Additionally the log4j security team announced that previous mitigations against CVE-2021-44228 via the system property `log4j2.formatMsgNoLookups` are not anymore considered mitigations against the vulnerability in CVE-2021-44228. This system property has been used by amazee.io for an infrastructure wide mitigation and is still in place, it will protect in most situations but there are specific cases where it's still possible that the vulnerability could be triggered.

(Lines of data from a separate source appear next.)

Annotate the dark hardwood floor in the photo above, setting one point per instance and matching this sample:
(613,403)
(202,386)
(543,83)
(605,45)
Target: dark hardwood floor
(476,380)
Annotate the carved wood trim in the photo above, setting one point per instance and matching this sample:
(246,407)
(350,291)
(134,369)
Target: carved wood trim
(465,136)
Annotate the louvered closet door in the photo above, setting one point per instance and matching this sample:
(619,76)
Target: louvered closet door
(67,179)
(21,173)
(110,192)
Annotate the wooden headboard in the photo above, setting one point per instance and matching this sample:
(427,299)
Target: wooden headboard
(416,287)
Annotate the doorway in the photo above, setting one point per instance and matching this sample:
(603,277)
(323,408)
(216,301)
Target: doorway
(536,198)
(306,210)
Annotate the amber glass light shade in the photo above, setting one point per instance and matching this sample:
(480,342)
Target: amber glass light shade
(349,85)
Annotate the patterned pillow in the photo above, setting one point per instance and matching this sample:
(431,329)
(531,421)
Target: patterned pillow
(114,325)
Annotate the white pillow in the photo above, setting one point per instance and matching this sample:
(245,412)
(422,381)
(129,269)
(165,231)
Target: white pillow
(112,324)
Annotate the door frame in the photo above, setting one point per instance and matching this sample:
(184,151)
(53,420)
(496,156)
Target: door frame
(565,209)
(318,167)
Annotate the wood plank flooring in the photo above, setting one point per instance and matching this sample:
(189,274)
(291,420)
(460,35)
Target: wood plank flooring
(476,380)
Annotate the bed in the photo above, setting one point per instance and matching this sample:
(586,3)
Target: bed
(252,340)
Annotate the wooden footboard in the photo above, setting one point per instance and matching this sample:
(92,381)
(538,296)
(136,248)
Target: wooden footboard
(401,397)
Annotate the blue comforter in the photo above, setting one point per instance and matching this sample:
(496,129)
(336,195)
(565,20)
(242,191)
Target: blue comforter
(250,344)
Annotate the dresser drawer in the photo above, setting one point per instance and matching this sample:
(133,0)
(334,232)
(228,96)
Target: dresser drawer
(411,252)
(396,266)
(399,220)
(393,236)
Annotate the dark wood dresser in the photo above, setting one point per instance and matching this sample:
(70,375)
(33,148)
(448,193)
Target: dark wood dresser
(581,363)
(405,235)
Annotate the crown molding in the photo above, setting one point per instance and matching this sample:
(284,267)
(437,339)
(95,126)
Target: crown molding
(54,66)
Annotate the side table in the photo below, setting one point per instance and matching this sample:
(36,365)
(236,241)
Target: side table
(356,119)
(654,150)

Therefore we require our customers to upgrade to versions of Lagoon Base Images (currently only Solr) that include a patch for CVE-2021-44228 and CVE-2021-45046.
Lagoon Base Images:
- Solr 7 and 8: We believe that Solr 7 and 8 are possibly vulnerable to CVE-2021-45046. There is no mitigation from an infrastructure point of view possible. We are waiting for the Solr community to release new versions of Solr 7 and 8 which include log4j 2.16.0 and will release new versions of Lagoon Base Images as soon as these new Solr Versions become available. You can follow along this process here https://github.com/uselagoon/lagoon-images/issues/364
- Solr 6: There is no mitigation required as it does not use log4j version 2
- Elasticsearch 6 and 7: There is currently no information that they are vulnerable to CVE-2021-45046, especially as they are completely protected from CVE-2021-44228 in the first place, see https://discuss.elastic.co/t/apache-log4j2-remote-code-execution-rce-vulnerability-cve-2021-44228-esa-2021-31/291476
Lagoon Logging Infrastructure:
- Our Logging Infrastructure is based on Elasticsearch 7 which is currently considered not vulnerable to CVE-2021-45046
We are continuing monitoring the development of this log4j vulnerability and will update this page accordingly if new information should be released.